Ex-Oil and Gas Employee Receives Nomination for Alberta Order of Excellence for Artistic Accomplishments

I am humbled and overwhelmed by the recent nomination for the Alberta Order of Excellence. It has been an extremely productive year since my solo show June 1, 2023. I am sharing this for all those who have had to start over, start again and pivot their career goals. It is important to know that if you are in this position, it is possible to recreate yourself when you focus on something you care deeply about.

 After 30 years in the energy industry, I left to be a full-time artist. I am exclusively focused on sharing Canada’s reclamation, land preservation, and conservation success stories. This is not something that happened overnight, however, it is something that has received incredible support from my peers, the industry and from reclamation and conservation groups. I am deeply grateful.

 The ART of Reclamation this year had a combined total of over 20,000 visitors (from exhibits at the Calgary Petroleum Club, the Global Energy Show, the World Petroleum Congress, 10Peaks Conference for students and educators, the Telus Spark Future in Trades and Technology conference, the CharBar pop-up Exhibition, the Calgary public library and Chinook Blast.

 I couldn’t help but notice four amazing findings from speaking with the public, energy professionals, students, and environmental advocates. I have, in error, made assumptions about what others might read, watch online, or see in a photo, and I am on a quest now to share my findings with others.
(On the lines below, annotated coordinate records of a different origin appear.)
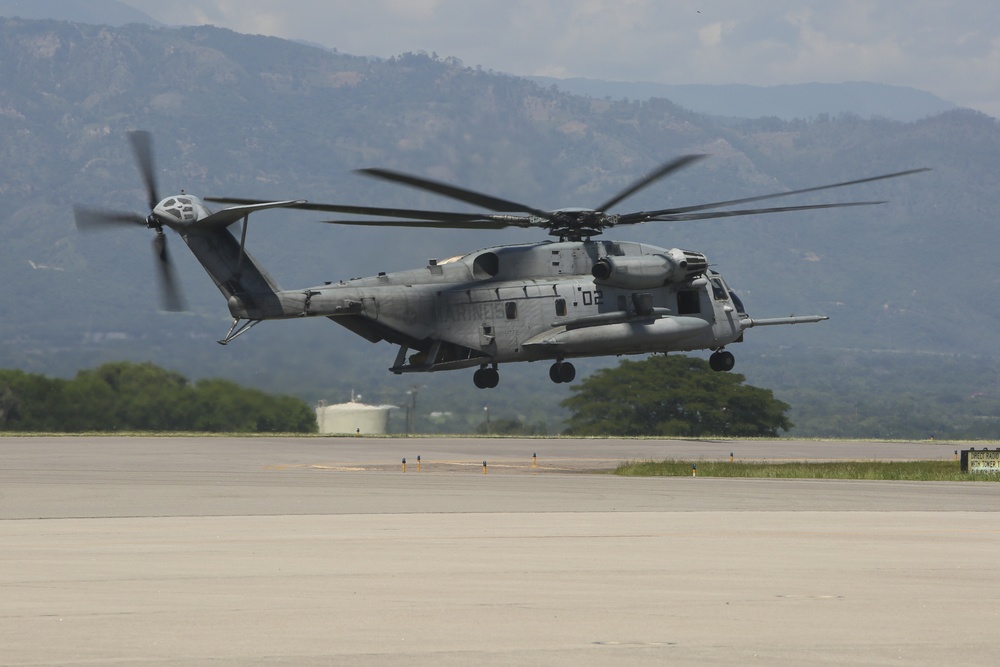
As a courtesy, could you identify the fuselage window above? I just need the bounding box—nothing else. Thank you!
[712,278,729,301]
[677,290,701,315]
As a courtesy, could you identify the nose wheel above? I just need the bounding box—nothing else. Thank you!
[472,366,500,389]
[549,361,576,384]
[708,350,736,372]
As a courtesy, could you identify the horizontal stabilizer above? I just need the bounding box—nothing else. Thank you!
[740,315,830,329]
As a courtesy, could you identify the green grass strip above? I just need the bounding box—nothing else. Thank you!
[614,460,1000,482]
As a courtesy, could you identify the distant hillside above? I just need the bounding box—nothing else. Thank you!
[530,77,957,121]
[0,19,1000,434]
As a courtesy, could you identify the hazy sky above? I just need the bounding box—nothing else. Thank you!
[122,0,1000,117]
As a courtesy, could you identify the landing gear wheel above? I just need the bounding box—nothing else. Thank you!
[549,361,576,384]
[708,350,736,372]
[472,368,500,389]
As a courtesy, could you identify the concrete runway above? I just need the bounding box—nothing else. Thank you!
[0,437,1000,665]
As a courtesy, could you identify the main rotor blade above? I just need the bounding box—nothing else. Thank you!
[73,206,146,232]
[128,130,160,211]
[595,154,708,212]
[640,201,885,224]
[618,167,930,224]
[153,233,185,312]
[357,169,552,220]
[205,197,494,222]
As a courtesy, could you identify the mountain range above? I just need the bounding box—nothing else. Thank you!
[0,14,1000,434]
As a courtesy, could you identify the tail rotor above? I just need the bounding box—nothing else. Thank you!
[73,131,185,311]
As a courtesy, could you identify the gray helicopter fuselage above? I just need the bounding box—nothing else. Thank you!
[244,240,747,373]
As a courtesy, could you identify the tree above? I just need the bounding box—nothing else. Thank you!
[562,355,792,437]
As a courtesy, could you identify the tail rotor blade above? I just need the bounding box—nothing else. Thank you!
[128,130,160,210]
[153,233,185,312]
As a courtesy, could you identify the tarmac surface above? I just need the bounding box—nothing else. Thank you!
[0,437,1000,666]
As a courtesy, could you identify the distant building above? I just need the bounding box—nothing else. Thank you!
[316,391,396,435]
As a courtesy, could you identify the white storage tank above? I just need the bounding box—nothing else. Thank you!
[316,392,396,435]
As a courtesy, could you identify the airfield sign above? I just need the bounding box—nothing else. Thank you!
[962,449,1000,474]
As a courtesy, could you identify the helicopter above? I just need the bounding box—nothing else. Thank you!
[74,131,927,389]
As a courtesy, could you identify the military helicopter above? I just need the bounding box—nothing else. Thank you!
[75,132,926,389]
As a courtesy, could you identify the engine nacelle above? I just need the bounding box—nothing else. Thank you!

 The public art exhibitions this past year of painted reclaimed sites have confirmed for me, that the public, (regardless of their job function, age, education, or career) is unaware that:

  •  They have been bombarded with bad news stories, for a very long time now, of our energy sector. The good news stories on local news and papers are reserved for funny TikTok cat videos and posts that have gone viral due to an influencer. The energy companies, the news, and the professional associations are not successfully reaching the public with the good news stories of energy development here in Canada. If an organization is focused on the populous “cause of the day” and what colour ribbon you should be wearing to prove that you are not a bad person, you are missing your long-term ESG targets to share your success stories on Social, Governance and Environment, in public spaces.
  • Workers in personal protective equipment at reclamation sites are not being exposed to toxic and industrial activity. If a photo is taken of professionals in coveralls and hardhats in photos, the public does not think they are “safe” the public thinks the area is “hazardous”. The public will likely not be convinced that a reclaimed site has clean water and clean soil if the people in the photos are wearing personal protective equipment (PPE). The public is largely unaware that reclamation activities are happening and certainly are unaware when a site is complete. When reclamation is done well, it is invisible - as it blends in seamlessly with the natural environment.
  • We all have trust issues with Canadian Energy Companies. The companies are focused on ESG targets and reclamation certificates and forgetting that to earn good faith and elevate their trust with the public, you must engage with the public in a meaningful way. Guess what, the public doesn’t read your ESG report or the 100-page sustainability report. They are not aware of the good work you are doing to engage Indigenous elders, local greenhouses and the best scientists, botanists, and lab technicians to plan, cultivate grow and monitor your reclamation sites.  Energy companies need to carefully look at what their goal is. If it is to only check the regulatory boxes, they are succeeding. If they want to ensure energy security exists in Canada, they must pivot and change the way they communicate to the general public. Efforts must be made to reach those outside the professional groups associated with the O&G community.
  • We all drive past or hike in a reclaimed resource site every day. Yes, most reclaimed sites are in remote areas, however, the ones that are close to cities and towns in this country that we love, are sometimes only commemorated with a small plaque on a path. The plaque is easily lost in the noise of laugher and photo-ops when your family is enjoying Butchart Gardens in Victoria, Carburn Park in Calgary, swimming in Quarry Lake in Canmore or hitting that birdie shot on the 8th hole at Cabot links in Cape Breton, Nova Scotia.

As an artist, I am proud to paint these reclaimed sites and share the industry’s articles, videos and VR footage of the reclamation process to share these success stories.

Please contact me directly if you would like to reframe the conversation.

Reclaimed land is a gift that takes a very long time to deliver. Canadian industry is doing their best to learn from past mistakes and provide world class standards in reclamation.